Cette fusion entre les pays de l’est et de l’ouest de
la méditerranée donnera l’impulsion au développement de l’art
musical Moyen-Oriental et Occidental. Le poète Ibn’abd Rabbeh-de-
Cordoue (860-940), insistait sur l’origine orientale de cette
expression et considérait que l’art musical autochtone était encore
inexistant.
Depuis toujours, en Orient et en Occident, on s’est
intéressé à la musique andalouse en donnant une grande importance
à la personnalité unique du musicien Ziryâb qui serait à
l’origine de l’héritage andalou, il en devient même le symbole dans
la conscience arabe et son parcours avivera l’amour pour la musique.
Esclave affranchi , Poète, musicien et chanteur de génie, il
représentait le courant moderniste de l’école de Bagdad au temps du
calife Haroun Al-Rashîd. Jalousé par son maître Is’haq
al-Mawsili, il prend la fuite et se fixe à Cordoue en 822. Il y
enseigne la musique et le chant en insistant sur la concordance des
syllabes et de la musique. Il est le premier à initier des servantes
et des courtisanes à l’art du chant arabe.
Il aurait aussi introduit plusieurs modes inconnus
auparavant en Andalousie, pourvu l’oud de sa cinquième corde,
inventé le plectre, composé dix mille chansons et élaboré une
méthode d’enseignement pour le chant. Ziryâb est présenté
comme un héros civilisateur qui, tel un magicien, fait surgir tout
le patrimoine musical andalou et la science des nawba-s (nouba-s).
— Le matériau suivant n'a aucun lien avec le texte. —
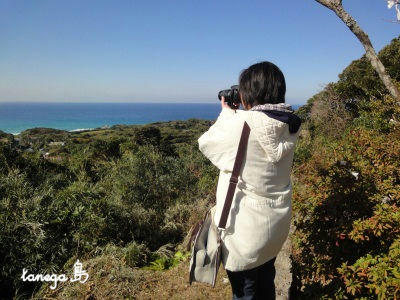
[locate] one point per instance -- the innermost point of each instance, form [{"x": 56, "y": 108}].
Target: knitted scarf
[{"x": 282, "y": 112}]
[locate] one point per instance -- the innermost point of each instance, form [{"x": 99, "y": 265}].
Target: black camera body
[{"x": 231, "y": 96}]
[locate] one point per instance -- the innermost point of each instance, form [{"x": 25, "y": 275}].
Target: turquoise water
[{"x": 16, "y": 117}]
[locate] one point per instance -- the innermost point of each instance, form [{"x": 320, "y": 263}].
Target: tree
[
  {"x": 396, "y": 4},
  {"x": 337, "y": 8}
]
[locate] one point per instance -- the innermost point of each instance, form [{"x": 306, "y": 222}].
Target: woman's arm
[{"x": 219, "y": 143}]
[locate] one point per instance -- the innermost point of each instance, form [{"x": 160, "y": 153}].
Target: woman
[{"x": 259, "y": 219}]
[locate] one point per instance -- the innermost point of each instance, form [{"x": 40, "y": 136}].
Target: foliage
[
  {"x": 136, "y": 187},
  {"x": 347, "y": 206}
]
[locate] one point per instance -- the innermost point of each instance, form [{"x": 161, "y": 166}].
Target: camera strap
[{"x": 235, "y": 174}]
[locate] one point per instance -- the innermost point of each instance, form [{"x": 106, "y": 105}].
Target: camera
[{"x": 231, "y": 96}]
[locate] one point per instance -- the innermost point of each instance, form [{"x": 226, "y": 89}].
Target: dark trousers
[{"x": 256, "y": 283}]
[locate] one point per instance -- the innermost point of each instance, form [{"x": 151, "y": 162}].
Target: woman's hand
[{"x": 223, "y": 104}]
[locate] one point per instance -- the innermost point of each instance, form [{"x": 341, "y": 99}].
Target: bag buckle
[{"x": 233, "y": 179}]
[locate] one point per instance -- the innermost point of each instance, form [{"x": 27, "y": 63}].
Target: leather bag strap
[{"x": 235, "y": 174}]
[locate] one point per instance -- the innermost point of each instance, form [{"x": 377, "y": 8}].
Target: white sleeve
[{"x": 220, "y": 142}]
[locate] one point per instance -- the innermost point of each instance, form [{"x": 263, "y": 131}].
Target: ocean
[{"x": 16, "y": 117}]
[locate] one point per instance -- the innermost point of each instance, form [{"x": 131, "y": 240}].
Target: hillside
[{"x": 122, "y": 199}]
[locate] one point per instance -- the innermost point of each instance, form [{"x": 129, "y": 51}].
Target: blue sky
[{"x": 174, "y": 51}]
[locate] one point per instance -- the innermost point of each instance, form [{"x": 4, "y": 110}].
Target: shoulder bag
[{"x": 205, "y": 236}]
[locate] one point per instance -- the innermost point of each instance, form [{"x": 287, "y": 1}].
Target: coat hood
[{"x": 276, "y": 128}]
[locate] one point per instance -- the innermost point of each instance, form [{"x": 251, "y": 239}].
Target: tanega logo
[{"x": 79, "y": 275}]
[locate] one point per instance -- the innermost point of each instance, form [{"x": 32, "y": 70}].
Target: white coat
[{"x": 259, "y": 219}]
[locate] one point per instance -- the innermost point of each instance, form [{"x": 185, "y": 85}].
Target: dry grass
[{"x": 173, "y": 284}]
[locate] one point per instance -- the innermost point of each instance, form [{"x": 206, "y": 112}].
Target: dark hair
[{"x": 262, "y": 83}]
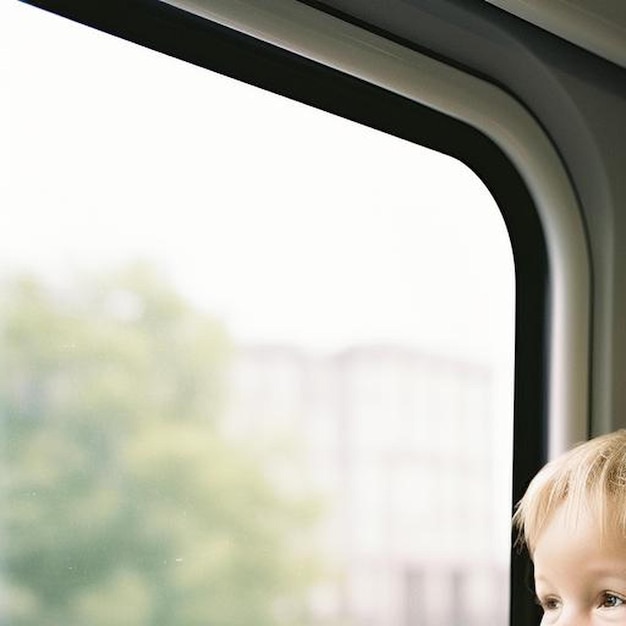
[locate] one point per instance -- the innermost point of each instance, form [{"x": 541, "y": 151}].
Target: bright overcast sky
[{"x": 290, "y": 224}]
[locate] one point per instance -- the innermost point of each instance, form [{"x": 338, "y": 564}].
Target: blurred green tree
[{"x": 121, "y": 502}]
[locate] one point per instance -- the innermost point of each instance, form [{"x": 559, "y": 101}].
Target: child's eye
[
  {"x": 549, "y": 604},
  {"x": 611, "y": 600}
]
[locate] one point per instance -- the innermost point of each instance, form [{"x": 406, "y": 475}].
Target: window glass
[{"x": 257, "y": 359}]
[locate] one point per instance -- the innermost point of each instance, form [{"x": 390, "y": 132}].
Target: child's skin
[{"x": 580, "y": 572}]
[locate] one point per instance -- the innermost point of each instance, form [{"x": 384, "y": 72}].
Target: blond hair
[{"x": 590, "y": 478}]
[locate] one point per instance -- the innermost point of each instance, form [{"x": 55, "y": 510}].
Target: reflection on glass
[{"x": 256, "y": 359}]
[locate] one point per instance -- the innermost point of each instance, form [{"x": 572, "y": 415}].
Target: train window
[{"x": 258, "y": 358}]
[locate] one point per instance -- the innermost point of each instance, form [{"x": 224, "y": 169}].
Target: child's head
[
  {"x": 590, "y": 478},
  {"x": 573, "y": 521}
]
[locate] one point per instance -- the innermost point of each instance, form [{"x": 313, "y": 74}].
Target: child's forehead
[
  {"x": 570, "y": 543},
  {"x": 592, "y": 520}
]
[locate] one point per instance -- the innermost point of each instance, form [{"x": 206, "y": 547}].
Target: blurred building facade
[{"x": 401, "y": 445}]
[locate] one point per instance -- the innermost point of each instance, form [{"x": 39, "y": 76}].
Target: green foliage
[{"x": 121, "y": 503}]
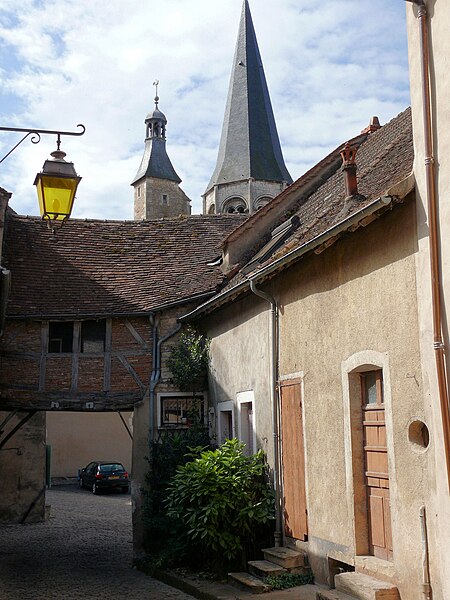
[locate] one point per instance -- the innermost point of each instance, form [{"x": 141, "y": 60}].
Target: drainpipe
[
  {"x": 426, "y": 587},
  {"x": 151, "y": 387},
  {"x": 156, "y": 375},
  {"x": 435, "y": 259},
  {"x": 275, "y": 410}
]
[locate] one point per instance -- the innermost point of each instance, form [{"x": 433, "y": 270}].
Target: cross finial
[{"x": 156, "y": 83}]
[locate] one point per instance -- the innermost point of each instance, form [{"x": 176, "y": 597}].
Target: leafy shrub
[
  {"x": 287, "y": 580},
  {"x": 164, "y": 538},
  {"x": 188, "y": 361},
  {"x": 222, "y": 497}
]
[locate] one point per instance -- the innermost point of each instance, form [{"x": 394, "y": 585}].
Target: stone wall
[{"x": 157, "y": 198}]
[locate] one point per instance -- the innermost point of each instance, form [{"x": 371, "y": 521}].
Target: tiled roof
[
  {"x": 90, "y": 268},
  {"x": 384, "y": 158}
]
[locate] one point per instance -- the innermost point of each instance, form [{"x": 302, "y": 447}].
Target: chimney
[
  {"x": 349, "y": 167},
  {"x": 374, "y": 125}
]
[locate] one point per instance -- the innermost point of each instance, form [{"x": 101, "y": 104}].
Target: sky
[{"x": 330, "y": 65}]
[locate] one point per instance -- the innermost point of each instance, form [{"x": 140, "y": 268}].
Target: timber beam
[{"x": 59, "y": 401}]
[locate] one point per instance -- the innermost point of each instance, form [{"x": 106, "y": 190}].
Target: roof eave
[{"x": 396, "y": 193}]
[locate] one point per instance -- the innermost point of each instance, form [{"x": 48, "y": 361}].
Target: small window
[
  {"x": 60, "y": 337},
  {"x": 178, "y": 410},
  {"x": 93, "y": 335},
  {"x": 372, "y": 387}
]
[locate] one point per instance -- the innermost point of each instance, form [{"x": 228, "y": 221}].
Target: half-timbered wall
[{"x": 34, "y": 375}]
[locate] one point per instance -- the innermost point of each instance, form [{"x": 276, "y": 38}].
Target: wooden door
[
  {"x": 376, "y": 466},
  {"x": 293, "y": 460}
]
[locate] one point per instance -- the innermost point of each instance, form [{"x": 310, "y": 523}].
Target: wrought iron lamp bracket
[{"x": 36, "y": 135}]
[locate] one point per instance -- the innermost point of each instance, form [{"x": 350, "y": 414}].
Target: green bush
[
  {"x": 188, "y": 361},
  {"x": 164, "y": 538},
  {"x": 222, "y": 498},
  {"x": 288, "y": 580}
]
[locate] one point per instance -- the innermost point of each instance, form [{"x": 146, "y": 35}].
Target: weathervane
[{"x": 156, "y": 83}]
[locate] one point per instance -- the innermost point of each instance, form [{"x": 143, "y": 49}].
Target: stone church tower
[
  {"x": 157, "y": 192},
  {"x": 250, "y": 168}
]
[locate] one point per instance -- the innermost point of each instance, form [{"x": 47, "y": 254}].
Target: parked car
[{"x": 104, "y": 475}]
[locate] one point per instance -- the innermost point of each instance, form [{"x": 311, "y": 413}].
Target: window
[
  {"x": 93, "y": 334},
  {"x": 178, "y": 410},
  {"x": 60, "y": 337},
  {"x": 372, "y": 387},
  {"x": 246, "y": 421},
  {"x": 225, "y": 421},
  {"x": 235, "y": 205}
]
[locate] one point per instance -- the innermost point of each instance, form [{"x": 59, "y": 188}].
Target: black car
[{"x": 104, "y": 475}]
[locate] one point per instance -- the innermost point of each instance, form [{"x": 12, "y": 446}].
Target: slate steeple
[
  {"x": 156, "y": 184},
  {"x": 250, "y": 167}
]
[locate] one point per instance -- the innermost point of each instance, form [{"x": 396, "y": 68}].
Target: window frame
[{"x": 161, "y": 396}]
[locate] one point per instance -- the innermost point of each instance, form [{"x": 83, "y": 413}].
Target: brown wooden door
[
  {"x": 376, "y": 466},
  {"x": 293, "y": 459}
]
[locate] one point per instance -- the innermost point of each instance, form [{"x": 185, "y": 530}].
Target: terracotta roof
[
  {"x": 384, "y": 158},
  {"x": 90, "y": 268}
]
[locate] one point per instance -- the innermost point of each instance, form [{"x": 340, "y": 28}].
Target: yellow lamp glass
[{"x": 56, "y": 195}]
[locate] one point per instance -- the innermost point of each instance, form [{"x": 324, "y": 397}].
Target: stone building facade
[{"x": 157, "y": 191}]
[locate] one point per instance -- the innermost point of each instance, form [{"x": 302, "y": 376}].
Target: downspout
[
  {"x": 151, "y": 387},
  {"x": 156, "y": 376},
  {"x": 274, "y": 403},
  {"x": 426, "y": 587},
  {"x": 439, "y": 347}
]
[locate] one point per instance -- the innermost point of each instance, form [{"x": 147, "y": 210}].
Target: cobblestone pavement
[{"x": 83, "y": 551}]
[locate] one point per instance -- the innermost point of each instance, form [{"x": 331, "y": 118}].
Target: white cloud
[{"x": 330, "y": 65}]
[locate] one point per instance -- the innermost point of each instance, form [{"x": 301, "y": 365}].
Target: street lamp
[{"x": 57, "y": 183}]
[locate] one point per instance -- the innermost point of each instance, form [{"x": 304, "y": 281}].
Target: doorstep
[{"x": 208, "y": 590}]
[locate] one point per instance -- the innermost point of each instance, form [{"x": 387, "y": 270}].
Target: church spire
[
  {"x": 249, "y": 148},
  {"x": 156, "y": 184}
]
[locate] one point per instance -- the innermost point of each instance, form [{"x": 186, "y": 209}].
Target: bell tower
[{"x": 157, "y": 191}]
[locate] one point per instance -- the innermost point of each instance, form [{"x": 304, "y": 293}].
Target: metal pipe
[
  {"x": 275, "y": 409},
  {"x": 426, "y": 587},
  {"x": 435, "y": 259},
  {"x": 156, "y": 376}
]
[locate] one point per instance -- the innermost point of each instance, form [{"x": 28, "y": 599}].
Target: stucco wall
[
  {"x": 78, "y": 438},
  {"x": 22, "y": 470},
  {"x": 357, "y": 297},
  {"x": 438, "y": 505},
  {"x": 240, "y": 362}
]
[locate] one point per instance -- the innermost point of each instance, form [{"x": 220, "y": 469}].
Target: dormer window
[{"x": 235, "y": 205}]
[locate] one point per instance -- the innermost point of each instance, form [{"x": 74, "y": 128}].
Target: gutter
[
  {"x": 295, "y": 254},
  {"x": 80, "y": 317},
  {"x": 433, "y": 236}
]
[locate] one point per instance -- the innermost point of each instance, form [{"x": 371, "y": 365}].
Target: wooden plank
[
  {"x": 43, "y": 357},
  {"x": 114, "y": 402},
  {"x": 132, "y": 372},
  {"x": 293, "y": 460},
  {"x": 135, "y": 334},
  {"x": 75, "y": 355}
]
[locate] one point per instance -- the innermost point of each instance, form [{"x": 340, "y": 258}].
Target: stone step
[
  {"x": 285, "y": 557},
  {"x": 263, "y": 568},
  {"x": 333, "y": 595},
  {"x": 364, "y": 587},
  {"x": 248, "y": 583}
]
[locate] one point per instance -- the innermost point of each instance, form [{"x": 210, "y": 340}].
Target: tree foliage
[
  {"x": 188, "y": 361},
  {"x": 222, "y": 497}
]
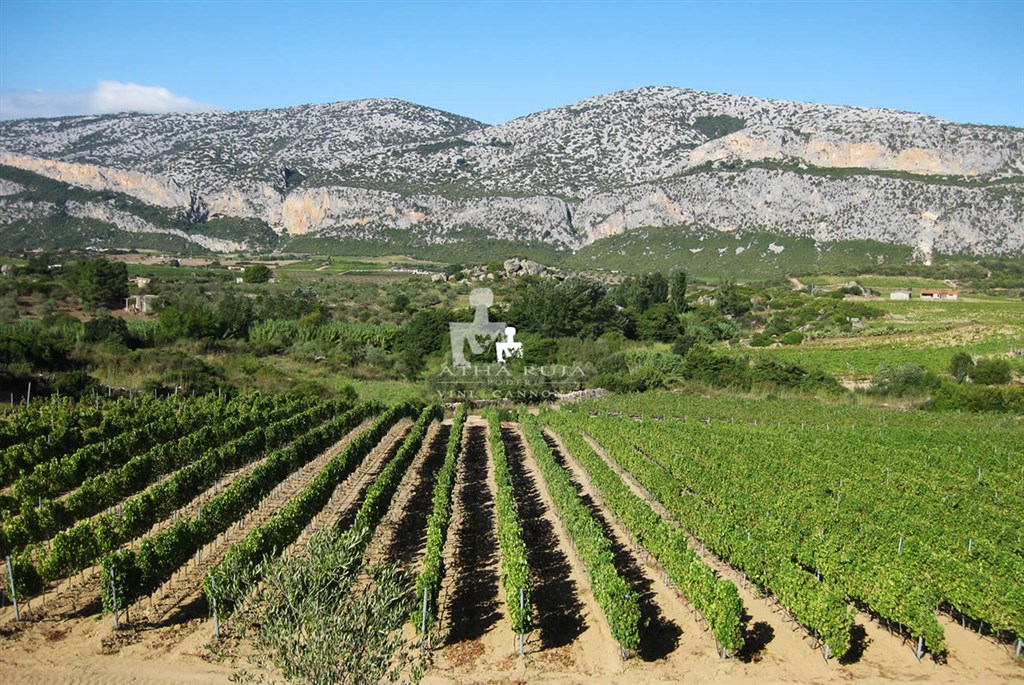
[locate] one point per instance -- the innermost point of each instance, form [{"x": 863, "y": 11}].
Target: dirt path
[
  {"x": 474, "y": 621},
  {"x": 572, "y": 633},
  {"x": 781, "y": 645},
  {"x": 402, "y": 533},
  {"x": 181, "y": 597},
  {"x": 347, "y": 497},
  {"x": 676, "y": 636},
  {"x": 78, "y": 595}
]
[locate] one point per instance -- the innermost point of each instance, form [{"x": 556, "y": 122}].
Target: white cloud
[{"x": 107, "y": 97}]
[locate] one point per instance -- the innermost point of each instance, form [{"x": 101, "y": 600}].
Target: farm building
[{"x": 939, "y": 295}]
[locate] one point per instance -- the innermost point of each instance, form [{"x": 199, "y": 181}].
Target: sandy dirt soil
[{"x": 572, "y": 643}]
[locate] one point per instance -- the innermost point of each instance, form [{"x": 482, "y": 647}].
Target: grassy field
[
  {"x": 884, "y": 284},
  {"x": 336, "y": 265},
  {"x": 924, "y": 333}
]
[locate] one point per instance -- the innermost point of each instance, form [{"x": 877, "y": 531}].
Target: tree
[
  {"x": 256, "y": 273},
  {"x": 323, "y": 616},
  {"x": 640, "y": 293},
  {"x": 678, "y": 292},
  {"x": 962, "y": 366},
  {"x": 235, "y": 314},
  {"x": 731, "y": 300},
  {"x": 991, "y": 372},
  {"x": 658, "y": 323},
  {"x": 99, "y": 283},
  {"x": 104, "y": 328}
]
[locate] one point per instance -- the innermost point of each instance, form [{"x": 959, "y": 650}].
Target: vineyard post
[
  {"x": 13, "y": 592},
  {"x": 423, "y": 617},
  {"x": 114, "y": 600},
  {"x": 522, "y": 605},
  {"x": 213, "y": 599}
]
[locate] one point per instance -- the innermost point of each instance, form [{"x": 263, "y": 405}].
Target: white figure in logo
[
  {"x": 480, "y": 329},
  {"x": 510, "y": 347}
]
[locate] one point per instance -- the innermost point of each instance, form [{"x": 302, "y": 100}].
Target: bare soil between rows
[{"x": 571, "y": 643}]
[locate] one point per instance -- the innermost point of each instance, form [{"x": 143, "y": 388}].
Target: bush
[
  {"x": 104, "y": 328},
  {"x": 978, "y": 398},
  {"x": 74, "y": 383},
  {"x": 961, "y": 366},
  {"x": 904, "y": 380},
  {"x": 793, "y": 338},
  {"x": 991, "y": 372},
  {"x": 256, "y": 273},
  {"x": 704, "y": 366}
]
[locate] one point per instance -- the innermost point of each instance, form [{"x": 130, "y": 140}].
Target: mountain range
[{"x": 399, "y": 175}]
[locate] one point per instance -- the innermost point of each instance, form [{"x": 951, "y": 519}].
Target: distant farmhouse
[
  {"x": 939, "y": 295},
  {"x": 931, "y": 294}
]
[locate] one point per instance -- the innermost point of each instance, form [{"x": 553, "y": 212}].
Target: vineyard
[{"x": 652, "y": 537}]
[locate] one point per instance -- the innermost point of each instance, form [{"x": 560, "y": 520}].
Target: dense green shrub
[
  {"x": 991, "y": 372},
  {"x": 904, "y": 380}
]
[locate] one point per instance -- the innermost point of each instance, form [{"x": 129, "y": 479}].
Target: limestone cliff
[{"x": 654, "y": 157}]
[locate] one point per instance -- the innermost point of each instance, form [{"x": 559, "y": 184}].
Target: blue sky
[{"x": 499, "y": 60}]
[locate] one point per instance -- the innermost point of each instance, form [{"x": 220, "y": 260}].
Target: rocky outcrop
[
  {"x": 132, "y": 224},
  {"x": 931, "y": 217},
  {"x": 654, "y": 157}
]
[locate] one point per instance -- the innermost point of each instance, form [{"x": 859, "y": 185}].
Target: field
[
  {"x": 651, "y": 538},
  {"x": 918, "y": 332}
]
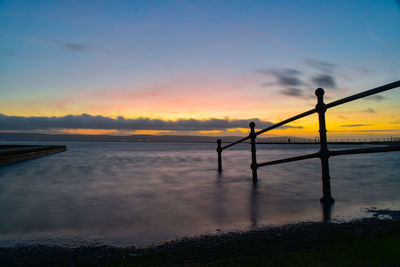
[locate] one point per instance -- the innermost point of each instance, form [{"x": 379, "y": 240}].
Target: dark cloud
[
  {"x": 74, "y": 46},
  {"x": 320, "y": 65},
  {"x": 86, "y": 121},
  {"x": 355, "y": 125},
  {"x": 324, "y": 80},
  {"x": 288, "y": 77},
  {"x": 292, "y": 92},
  {"x": 369, "y": 110},
  {"x": 284, "y": 77},
  {"x": 375, "y": 98}
]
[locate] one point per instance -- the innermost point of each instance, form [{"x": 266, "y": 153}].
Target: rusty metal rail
[{"x": 324, "y": 153}]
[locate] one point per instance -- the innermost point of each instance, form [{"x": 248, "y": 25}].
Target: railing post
[
  {"x": 323, "y": 152},
  {"x": 219, "y": 150},
  {"x": 253, "y": 165}
]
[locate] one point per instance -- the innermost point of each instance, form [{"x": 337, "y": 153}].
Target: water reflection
[
  {"x": 254, "y": 205},
  {"x": 111, "y": 192},
  {"x": 327, "y": 209}
]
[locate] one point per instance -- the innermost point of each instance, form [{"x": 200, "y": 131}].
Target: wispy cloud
[
  {"x": 320, "y": 65},
  {"x": 72, "y": 46},
  {"x": 86, "y": 121},
  {"x": 369, "y": 110},
  {"x": 296, "y": 83},
  {"x": 376, "y": 98},
  {"x": 355, "y": 125},
  {"x": 324, "y": 80},
  {"x": 292, "y": 92}
]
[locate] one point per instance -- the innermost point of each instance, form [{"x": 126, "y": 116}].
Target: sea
[{"x": 145, "y": 193}]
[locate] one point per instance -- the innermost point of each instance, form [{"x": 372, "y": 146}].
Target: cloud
[
  {"x": 324, "y": 80},
  {"x": 288, "y": 77},
  {"x": 66, "y": 45},
  {"x": 292, "y": 92},
  {"x": 73, "y": 46},
  {"x": 284, "y": 77},
  {"x": 320, "y": 65},
  {"x": 355, "y": 125},
  {"x": 369, "y": 110},
  {"x": 86, "y": 121},
  {"x": 376, "y": 98}
]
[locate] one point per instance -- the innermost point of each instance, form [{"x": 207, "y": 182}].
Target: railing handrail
[{"x": 327, "y": 106}]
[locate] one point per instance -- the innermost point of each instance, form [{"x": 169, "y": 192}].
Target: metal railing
[{"x": 324, "y": 153}]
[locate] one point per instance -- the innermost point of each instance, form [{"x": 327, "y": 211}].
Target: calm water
[{"x": 140, "y": 193}]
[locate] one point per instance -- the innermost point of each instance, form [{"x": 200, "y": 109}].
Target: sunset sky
[{"x": 197, "y": 67}]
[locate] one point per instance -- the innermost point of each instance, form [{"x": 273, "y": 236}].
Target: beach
[{"x": 366, "y": 242}]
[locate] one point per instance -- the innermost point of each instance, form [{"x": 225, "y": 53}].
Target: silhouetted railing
[{"x": 324, "y": 153}]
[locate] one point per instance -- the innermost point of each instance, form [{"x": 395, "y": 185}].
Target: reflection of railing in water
[{"x": 324, "y": 153}]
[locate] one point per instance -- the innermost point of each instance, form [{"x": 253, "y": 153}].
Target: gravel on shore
[{"x": 350, "y": 243}]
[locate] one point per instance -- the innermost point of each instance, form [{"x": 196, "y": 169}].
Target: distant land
[{"x": 7, "y": 136}]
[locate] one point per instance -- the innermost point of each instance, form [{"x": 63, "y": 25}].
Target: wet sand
[{"x": 365, "y": 242}]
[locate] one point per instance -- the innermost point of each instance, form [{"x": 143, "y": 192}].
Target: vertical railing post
[
  {"x": 323, "y": 152},
  {"x": 219, "y": 151},
  {"x": 253, "y": 165}
]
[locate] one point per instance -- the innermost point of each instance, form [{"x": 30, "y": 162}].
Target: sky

Cet homme doué d’un raffinement extraordinaire étend ses activités à
d’autres domaines : l’astronomie, l’agriculture; il aurait introduit
la culture de l’asperge en Espagne et remplacé les coupes de métal
par des coupes en verre…
La forme de nawba (nouba), mot qui
signifie « attendre son tour », les musiciens se relayant pour
chanter, était déjà connue avant l’arrivée de Ziryâb en
Andalousie mais il fut le premier à enchaîner plusieurs pièces dans
un concert. Il a pu de cette façon préparer et innover l’idée de la
« suite ».
Le muwash’shah, qui est un poème chanté en
forme de broderie est aussi la création de Ziryâb et de ses
successeurs. L’historien andalou Ibn Khaldoun(1332-1406) lui
assigne une place de prédilection dans la construction musicale de
l’Andalousie.
les Orientaux qui avaient vraisemblablement jadis une
préférence pour le chant syllabique, vont développer en Andalousie
leur goût pour le chant mélismatique. Le rôle de Ziryâb-de-Cordoue
est davantage considéré comme l’élément de l’édifice andalou. Par
conséquent, la construction de l’échafaudage musical ne sera réalisé
que par des apports multiples sur une période de près de quatre
siècles. Ziryâb n’a pu être égalé, ni dépassé ; les musiciens
qui lui ont succédé n’ont donc cessé de reprendre son héritage .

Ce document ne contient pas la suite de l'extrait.